Quiescent and Other Poems


Quiescent

The winner for the most patient gestation
is the elephant, and in competition for slowest

force is erosion, wind wearing away the mountain
one bored gust at a time. Before giant pandas earn


their name, they cub pinkly and mewling, their heft
no greater than an apple. We need a minute to grow


into who we are. Adagio means play slowly. Wait
for me. I’ll be ready soon. Crocquembouche,


baklava, baked Alaska—forbear each layer, rise
and oven chime so we can have something delicious,


maybe even beautiful. If beauty’s time is over, let’s
take our cues from corpse flowers, which require


up to ten years to bloom. Instead of delaying our stroll
to its successful stink, let’s meet in the greenhouse now


to watch its spathe’s shy clutch of the spadix and marvel
at how it meets its own modest needs for so long.


Imagine what we could make of ourselves in a decade.
The argon-argon clock can measure years by the billions.


Venus makes her fame turn by lazy turn, slowest
in the solar system, the Saturday morning of celestial


movement.

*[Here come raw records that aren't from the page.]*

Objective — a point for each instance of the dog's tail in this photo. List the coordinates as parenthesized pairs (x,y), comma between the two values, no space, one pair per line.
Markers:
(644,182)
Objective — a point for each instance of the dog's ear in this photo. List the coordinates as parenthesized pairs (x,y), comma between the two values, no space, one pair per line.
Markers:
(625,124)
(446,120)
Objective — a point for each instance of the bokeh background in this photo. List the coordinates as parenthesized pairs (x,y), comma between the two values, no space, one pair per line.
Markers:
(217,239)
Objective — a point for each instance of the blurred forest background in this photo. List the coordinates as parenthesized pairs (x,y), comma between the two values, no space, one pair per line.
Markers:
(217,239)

If I must endure transformation, let it be
steady, even gentle. Let’s hope I’m a mayfly, which maxes


out after a two-year intermission for wings. Some cicadas
need seventeen. Isn’t that a great rest? A perfect time


for emergence? I won’t take that long, I swear. Today,
the world’s slowest song celebrated its first chord change


in seven years. There were crowds. Jubilation. Cries
that it was worth the wait. Don’t leave me in the horror


of incomplete conversion—no arrested moults, no
blackened chrysalid, let me change with a river’s patience,


the persistence of redwoods, the snail’s dedication to
almost there as it slicks its slow inches up the greenest blades.